= David Scearce =

Lawyer and screenwriter

David Scearce is a lawyer and screenwriter.

==Career==

===Law===
Scearce earned a business degree from Wilfrid Laurier University and a law degree from the University of British Columbia before joining the Justice Department.

===Film===
In 2000, Scearce decided to write screenplays in his spare time. One of his first attempts was an adaptation of a favourite novel—A Single Man by Christopher Isherwood. Don Bachardy, Isherwood's surviving partner who managed the rights to the story, approved of the script and it was then picked up by fashion designer and first-time film director Tom Ford. A Single Man, starring Colin Firth and Julianne Moore, premiered at the Venice Film Festival in September 2009 and was released in December 2009. It and its cast and crew received critical acclaim as well as numerous awards and nominations, including a Critics' Choice Movie Award nomination for Best Screenplay and an Independent Spirit Award nomination for Best First Screenplay.

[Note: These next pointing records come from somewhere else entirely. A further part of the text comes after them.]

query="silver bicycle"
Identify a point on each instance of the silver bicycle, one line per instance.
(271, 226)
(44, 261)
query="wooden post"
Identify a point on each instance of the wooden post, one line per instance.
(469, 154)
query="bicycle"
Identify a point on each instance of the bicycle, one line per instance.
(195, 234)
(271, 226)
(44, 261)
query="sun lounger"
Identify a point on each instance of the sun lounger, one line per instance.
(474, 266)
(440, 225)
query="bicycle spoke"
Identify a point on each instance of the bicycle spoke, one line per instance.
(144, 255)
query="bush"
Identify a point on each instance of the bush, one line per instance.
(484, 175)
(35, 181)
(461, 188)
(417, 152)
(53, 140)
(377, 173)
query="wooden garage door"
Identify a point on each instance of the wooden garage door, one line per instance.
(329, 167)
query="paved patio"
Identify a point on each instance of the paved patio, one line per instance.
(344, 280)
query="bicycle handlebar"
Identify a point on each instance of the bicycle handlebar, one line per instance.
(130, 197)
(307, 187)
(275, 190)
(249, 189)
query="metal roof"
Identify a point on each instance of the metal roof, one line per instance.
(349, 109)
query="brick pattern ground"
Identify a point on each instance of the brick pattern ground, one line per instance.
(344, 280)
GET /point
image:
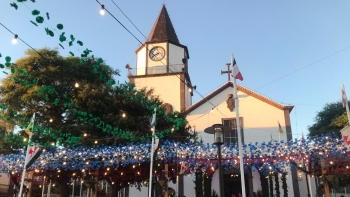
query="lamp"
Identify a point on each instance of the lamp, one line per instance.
(219, 131)
(14, 40)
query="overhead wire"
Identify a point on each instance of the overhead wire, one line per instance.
(49, 25)
(304, 67)
(214, 106)
(22, 40)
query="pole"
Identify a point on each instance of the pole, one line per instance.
(106, 187)
(49, 189)
(308, 182)
(151, 164)
(24, 167)
(346, 102)
(222, 194)
(307, 185)
(241, 164)
(73, 188)
(81, 187)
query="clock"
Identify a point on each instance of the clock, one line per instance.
(157, 53)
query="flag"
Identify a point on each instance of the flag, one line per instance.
(235, 71)
(152, 120)
(280, 128)
(343, 96)
(30, 125)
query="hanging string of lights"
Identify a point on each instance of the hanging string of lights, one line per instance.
(190, 87)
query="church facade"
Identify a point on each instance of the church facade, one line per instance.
(162, 64)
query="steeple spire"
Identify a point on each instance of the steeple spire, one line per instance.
(163, 29)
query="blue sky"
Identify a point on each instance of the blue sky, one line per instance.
(294, 52)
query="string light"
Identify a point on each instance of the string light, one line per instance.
(15, 39)
(102, 11)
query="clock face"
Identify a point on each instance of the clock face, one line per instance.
(156, 53)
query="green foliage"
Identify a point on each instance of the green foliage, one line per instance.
(331, 118)
(65, 114)
(277, 185)
(284, 185)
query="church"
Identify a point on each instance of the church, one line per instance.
(162, 62)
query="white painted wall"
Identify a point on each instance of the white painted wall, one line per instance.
(141, 62)
(162, 62)
(188, 97)
(176, 54)
(259, 123)
(165, 87)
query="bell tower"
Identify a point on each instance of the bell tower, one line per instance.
(162, 64)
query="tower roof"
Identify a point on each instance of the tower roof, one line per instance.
(163, 29)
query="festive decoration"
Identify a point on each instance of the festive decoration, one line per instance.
(14, 5)
(59, 26)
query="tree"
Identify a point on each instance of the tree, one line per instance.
(332, 118)
(78, 102)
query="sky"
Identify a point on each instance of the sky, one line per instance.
(294, 52)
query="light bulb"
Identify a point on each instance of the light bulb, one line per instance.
(102, 11)
(14, 40)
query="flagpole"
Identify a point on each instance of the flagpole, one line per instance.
(43, 190)
(241, 164)
(151, 164)
(73, 188)
(345, 102)
(24, 167)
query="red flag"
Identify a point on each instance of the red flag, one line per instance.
(236, 73)
(343, 95)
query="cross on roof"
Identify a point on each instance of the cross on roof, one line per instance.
(228, 71)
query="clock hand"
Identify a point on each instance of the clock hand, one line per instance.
(155, 54)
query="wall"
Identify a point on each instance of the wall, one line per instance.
(168, 87)
(259, 123)
(141, 62)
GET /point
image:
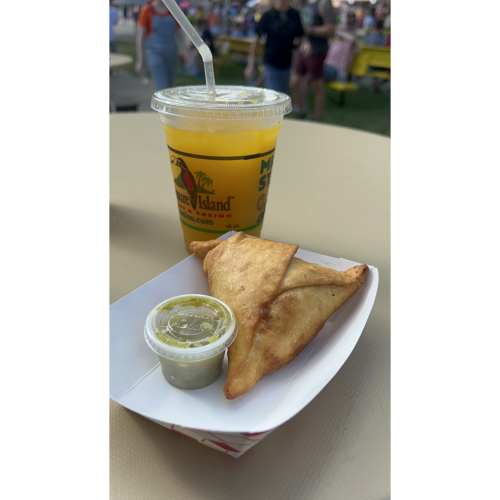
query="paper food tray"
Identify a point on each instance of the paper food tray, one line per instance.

Scearce's second film adaptation, Measure of a Man, a coming-of-age story based on Robert Lipsyte's novel One Fat Summer, starring Blake Cooper and Donald Sutherland, was released in 2018.

In 2018, Scearce was hired by the Michael Grandage Company to write an adaptation of Jack and Lem, a biography by David Pitts about President John F. Kennedy and his gay best friend, Lem Billings.